Growing risk appetite sees investors implement a wider range of strategies in Europe with ‘value-add' approach and alternative assets becoming increasingly popular, according to Invesco Real Estate.
Growing risk appetite sees investors implement a wider range of strategies in Europe with ‘value-add’ approach and alternative assets becoming increasingly popular, according to Invesco Real Estate.
Invesco Real Estate (IRE) has published its H2 2013 Real Estate House View: European Market Outlook, an in-depth overview of the European real estate market.
The report finds that investor risk appetite is growing in the wake of improving economic data and that a wider range of strategies is being implemented as a result. IRE said it believes that Europe remains well placed to offer a diverse range of opportunities to meet the demand and highlights some specific areas of potential.
“As Europe continues its gradual recovery we continue to believe real estate offers compelling reasons to invest, and growing risk appetite among investors in this asset class appears to reflect that,” says Kim Politzer, Director – European Research, Invesco Real Estate. “Real estate’s income characteristics can make it an attractive alternative to fixed income products right now, while improving economic fundamentals also have the potential to deliver an additional growth element.”
Prime European real estate, particularly in gateway cities such as London and Stockholm, still attracts a broad range of institutional capital and IRE believes this type of asset will continue to offer stable but relatively low returns.
For those willing to move up the risk curve, gateway cities can offer increasingly attractive opportunities for ‘value-add’ strategies in which investors acquire non-core properties with curable deficiencies such as leasing issues or poor building quality, and then make the necessary investment to turn them into core assets.
These types of cities are likely to be the earliest beneficiaries of the recovery, and increased tenant demand should initially outstrip supply as development pipelines begin to respond. A ‘manufacture-to-core’ approach should enable investors to deliver grade-A space to the market in the next two years and this has the potential to produce improved returns over traditional core investments.

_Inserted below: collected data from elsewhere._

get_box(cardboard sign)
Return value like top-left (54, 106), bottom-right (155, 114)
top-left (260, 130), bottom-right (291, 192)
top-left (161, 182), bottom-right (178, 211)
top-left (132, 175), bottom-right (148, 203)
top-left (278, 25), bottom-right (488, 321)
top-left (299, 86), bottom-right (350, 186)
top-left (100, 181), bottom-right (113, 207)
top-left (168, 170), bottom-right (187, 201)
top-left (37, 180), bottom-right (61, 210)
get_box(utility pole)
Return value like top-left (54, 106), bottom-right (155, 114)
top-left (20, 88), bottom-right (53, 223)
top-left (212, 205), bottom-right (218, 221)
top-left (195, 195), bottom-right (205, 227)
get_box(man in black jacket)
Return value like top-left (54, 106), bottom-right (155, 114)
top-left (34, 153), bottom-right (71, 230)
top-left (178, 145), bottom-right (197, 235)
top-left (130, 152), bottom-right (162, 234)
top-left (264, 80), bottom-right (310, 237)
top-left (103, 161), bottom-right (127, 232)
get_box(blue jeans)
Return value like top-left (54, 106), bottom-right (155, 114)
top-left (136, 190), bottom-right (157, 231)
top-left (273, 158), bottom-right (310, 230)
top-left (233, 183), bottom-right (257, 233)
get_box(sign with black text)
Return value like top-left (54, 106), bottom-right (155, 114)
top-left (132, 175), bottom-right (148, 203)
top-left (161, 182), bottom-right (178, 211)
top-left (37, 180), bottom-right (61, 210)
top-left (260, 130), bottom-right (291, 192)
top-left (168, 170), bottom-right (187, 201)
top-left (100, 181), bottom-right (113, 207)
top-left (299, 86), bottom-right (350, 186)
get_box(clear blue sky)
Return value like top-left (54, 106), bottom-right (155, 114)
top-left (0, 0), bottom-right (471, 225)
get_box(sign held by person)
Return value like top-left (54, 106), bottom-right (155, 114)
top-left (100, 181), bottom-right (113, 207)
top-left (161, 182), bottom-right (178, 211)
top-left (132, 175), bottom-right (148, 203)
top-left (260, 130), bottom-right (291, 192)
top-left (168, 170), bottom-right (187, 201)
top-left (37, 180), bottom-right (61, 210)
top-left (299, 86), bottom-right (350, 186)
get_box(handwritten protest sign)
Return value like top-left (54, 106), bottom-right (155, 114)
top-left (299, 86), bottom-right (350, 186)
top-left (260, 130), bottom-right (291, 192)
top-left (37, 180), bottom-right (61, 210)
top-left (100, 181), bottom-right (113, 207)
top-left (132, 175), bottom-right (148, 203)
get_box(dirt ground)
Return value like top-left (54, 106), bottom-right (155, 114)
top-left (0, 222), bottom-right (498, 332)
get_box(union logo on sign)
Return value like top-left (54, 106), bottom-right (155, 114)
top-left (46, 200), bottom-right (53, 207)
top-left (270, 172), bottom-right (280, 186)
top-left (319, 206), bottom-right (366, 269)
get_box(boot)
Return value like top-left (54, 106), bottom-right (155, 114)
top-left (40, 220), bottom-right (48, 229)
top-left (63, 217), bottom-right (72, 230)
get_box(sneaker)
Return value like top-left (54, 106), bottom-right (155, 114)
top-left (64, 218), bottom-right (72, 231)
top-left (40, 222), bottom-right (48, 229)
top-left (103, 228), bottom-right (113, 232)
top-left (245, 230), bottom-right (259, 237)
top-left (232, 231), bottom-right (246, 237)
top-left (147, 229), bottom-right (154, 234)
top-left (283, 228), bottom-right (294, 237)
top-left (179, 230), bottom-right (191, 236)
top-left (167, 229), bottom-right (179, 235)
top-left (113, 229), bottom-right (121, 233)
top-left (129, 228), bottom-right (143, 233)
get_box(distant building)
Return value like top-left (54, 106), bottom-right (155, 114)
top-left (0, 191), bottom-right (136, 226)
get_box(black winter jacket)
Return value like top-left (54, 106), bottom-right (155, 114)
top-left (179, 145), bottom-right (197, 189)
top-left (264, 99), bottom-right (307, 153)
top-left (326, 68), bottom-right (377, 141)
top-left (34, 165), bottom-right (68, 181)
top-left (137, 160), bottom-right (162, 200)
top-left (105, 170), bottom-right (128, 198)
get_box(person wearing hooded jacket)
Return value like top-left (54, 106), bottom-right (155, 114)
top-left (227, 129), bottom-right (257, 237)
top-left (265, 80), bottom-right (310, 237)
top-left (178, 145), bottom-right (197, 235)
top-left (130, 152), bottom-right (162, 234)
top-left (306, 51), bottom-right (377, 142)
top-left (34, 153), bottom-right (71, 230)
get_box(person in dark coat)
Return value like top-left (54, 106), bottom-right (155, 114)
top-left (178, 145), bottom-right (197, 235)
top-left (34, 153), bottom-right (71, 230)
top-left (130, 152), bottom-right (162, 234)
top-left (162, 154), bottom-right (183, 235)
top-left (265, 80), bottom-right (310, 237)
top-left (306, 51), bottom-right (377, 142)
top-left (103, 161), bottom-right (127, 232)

The report also finds that the steadily growing market for ‘alternative’ real estate investment has continued to offer attractive returns, with hotels and residential both outperforming conventional commercial real estate in the last five years.
Looking ahead, IRE forecasts indicate that core prime logistics are likely to outperform the other sectors over the next five years, while the office sector is expected to generate the strongest rental growth over the same period. Given the prospects for improving fundamentals, we believe the office sector offers some of the best opportunities for value-add strategies.